The album is not without its weaknesses. Strangely, for an artist with such soul cred, it’s only when Day To Day Dream goes for all-out soul that the album starts to show some cracks. I don’t know if it’s due to the mixing or the live recording, but the saxophone and backing vocals sometimes feel thin when they should sound warm, and the songs just don’t pull you into the rhythm the way they should.

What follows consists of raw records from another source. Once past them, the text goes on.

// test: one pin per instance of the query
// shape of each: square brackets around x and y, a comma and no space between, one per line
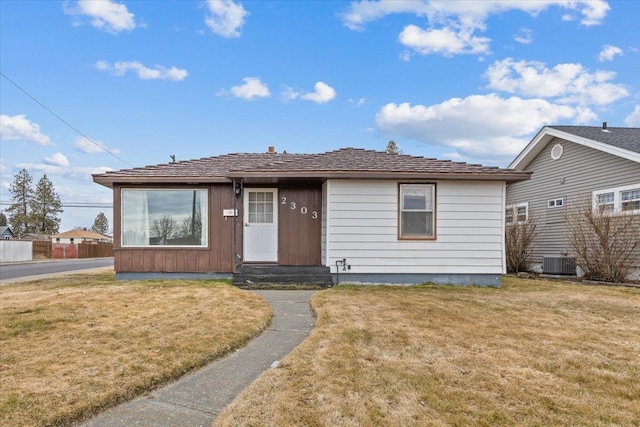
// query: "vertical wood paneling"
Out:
[299,233]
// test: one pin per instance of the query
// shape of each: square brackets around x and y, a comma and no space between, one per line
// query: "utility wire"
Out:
[63,120]
[75,205]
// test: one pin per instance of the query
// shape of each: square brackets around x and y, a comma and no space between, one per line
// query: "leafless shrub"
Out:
[604,243]
[519,238]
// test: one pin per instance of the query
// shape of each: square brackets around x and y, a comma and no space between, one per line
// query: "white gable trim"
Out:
[545,136]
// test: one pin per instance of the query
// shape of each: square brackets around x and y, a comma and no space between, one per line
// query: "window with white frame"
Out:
[555,203]
[417,211]
[167,217]
[516,213]
[621,199]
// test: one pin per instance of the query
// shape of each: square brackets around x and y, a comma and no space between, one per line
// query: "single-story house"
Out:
[6,233]
[80,236]
[569,164]
[367,216]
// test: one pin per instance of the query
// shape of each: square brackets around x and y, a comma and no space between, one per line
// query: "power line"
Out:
[75,205]
[64,121]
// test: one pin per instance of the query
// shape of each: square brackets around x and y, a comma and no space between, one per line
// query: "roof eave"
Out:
[109,181]
[546,135]
[510,176]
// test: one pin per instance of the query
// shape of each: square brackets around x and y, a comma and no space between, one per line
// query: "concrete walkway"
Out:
[197,398]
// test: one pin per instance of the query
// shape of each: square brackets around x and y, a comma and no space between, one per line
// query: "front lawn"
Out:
[71,346]
[530,353]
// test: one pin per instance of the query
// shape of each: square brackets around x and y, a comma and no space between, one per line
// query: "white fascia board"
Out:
[546,134]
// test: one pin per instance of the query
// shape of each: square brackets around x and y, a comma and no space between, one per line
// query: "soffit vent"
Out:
[556,151]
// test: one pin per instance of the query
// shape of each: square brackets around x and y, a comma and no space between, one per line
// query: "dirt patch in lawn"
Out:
[530,353]
[71,346]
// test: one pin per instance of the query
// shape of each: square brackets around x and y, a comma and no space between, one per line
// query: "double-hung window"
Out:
[167,217]
[417,211]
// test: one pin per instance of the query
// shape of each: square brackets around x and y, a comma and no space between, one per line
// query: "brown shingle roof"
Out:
[346,162]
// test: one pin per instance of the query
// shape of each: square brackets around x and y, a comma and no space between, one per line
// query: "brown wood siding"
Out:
[216,258]
[299,229]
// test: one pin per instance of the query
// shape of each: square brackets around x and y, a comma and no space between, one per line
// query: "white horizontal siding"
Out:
[362,226]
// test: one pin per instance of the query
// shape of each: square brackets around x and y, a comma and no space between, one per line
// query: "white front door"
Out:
[260,225]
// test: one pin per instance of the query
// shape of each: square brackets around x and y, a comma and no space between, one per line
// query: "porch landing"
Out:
[285,276]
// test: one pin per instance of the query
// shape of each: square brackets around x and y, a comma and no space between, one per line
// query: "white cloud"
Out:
[145,73]
[447,41]
[105,15]
[19,128]
[570,83]
[479,125]
[453,24]
[86,146]
[289,94]
[226,17]
[58,159]
[252,88]
[633,119]
[524,36]
[608,52]
[323,93]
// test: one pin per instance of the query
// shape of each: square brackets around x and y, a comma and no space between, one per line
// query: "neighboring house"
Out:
[377,217]
[6,233]
[35,236]
[569,164]
[80,236]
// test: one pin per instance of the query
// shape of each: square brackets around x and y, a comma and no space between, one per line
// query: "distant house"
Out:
[35,236]
[369,216]
[568,164]
[6,233]
[80,236]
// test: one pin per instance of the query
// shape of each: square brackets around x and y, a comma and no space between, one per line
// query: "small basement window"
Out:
[417,211]
[621,199]
[555,203]
[516,213]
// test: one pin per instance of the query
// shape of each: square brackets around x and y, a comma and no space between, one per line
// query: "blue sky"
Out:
[463,80]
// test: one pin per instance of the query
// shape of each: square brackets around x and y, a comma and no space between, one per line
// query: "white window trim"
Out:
[617,199]
[515,207]
[433,235]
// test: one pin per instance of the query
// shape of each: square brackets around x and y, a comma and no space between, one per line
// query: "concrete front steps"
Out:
[282,276]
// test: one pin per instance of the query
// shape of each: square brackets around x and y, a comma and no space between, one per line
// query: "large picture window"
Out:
[164,217]
[417,209]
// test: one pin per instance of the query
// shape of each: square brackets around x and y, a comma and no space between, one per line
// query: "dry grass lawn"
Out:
[71,346]
[530,353]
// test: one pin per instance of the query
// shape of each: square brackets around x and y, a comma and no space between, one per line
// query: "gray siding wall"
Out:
[578,172]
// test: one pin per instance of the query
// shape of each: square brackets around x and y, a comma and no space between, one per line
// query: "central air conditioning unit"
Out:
[559,265]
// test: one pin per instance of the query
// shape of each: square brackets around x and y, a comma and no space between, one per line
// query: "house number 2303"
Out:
[303,210]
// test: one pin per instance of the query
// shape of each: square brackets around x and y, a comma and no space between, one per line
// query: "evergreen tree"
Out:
[21,195]
[392,148]
[101,224]
[46,207]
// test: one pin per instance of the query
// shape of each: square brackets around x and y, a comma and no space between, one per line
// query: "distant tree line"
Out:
[33,210]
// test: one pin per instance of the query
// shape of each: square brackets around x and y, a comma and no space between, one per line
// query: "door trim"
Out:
[245,221]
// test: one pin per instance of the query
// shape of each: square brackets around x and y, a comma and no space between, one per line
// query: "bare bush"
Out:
[605,244]
[519,237]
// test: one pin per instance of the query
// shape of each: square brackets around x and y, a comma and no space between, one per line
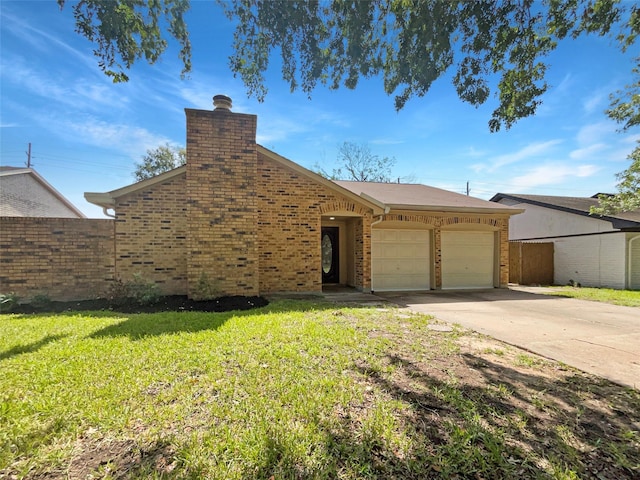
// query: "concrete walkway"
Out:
[595,337]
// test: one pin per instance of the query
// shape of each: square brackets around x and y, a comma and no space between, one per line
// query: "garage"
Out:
[468,259]
[400,260]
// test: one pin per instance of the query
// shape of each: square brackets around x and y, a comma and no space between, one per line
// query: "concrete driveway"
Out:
[597,338]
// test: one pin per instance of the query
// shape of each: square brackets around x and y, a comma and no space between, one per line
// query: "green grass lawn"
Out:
[297,390]
[629,298]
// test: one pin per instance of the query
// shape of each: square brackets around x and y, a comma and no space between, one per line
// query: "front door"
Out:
[330,258]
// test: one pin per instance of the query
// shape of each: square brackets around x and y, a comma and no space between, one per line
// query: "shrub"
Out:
[142,291]
[40,301]
[8,301]
[137,290]
[205,289]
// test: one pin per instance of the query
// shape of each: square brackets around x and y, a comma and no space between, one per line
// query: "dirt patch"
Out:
[538,412]
[172,303]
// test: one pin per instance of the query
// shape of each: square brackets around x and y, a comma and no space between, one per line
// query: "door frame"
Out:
[333,275]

“Wheels on a Train” throws itself along with confidence and swagger, but the thinness of the production sometimes makes it sound like the facsimile of soul rather than the real thing. This doesn’t extend to Ghent’s piano or vocals, however, which dominate where they should, and thunder their way through the track. That said, it’s impossible to nitpick on “See It All”, a song where Ghent blows through these weaknesses through sheer force of piano and vocal virtuosity.
If Day To Day Dream has another weakness, it’s that the songs are sometimes too much technique and virtuosity and nothing else. The biggest culprit here is the lyrics, which, in songs like the title track “Day To Day Dream”, kind of just sit there. The rhymes are nimbly written, but the lyrics themselves don’t have much to say, and sometimes seem like placeholders, a necessary evil to contain Ghent’s bigger-than-life vocals and the band’s stellar performing. Ghent is also a little too in love with her melodies, and doesn’t let the songs get too far away from their choruses.
But these are minor complaints. In the face of some awesome songcraft and performances, there’s no question that this album is some quality work. And although it clocks in at 60 minutes, Day To Day Dream is varied enough that it doesn’t overstay its welcome. Valerie Ghent is obviously a talented, powerhouse singer/songwriter and if the album has anything to say, it’s that.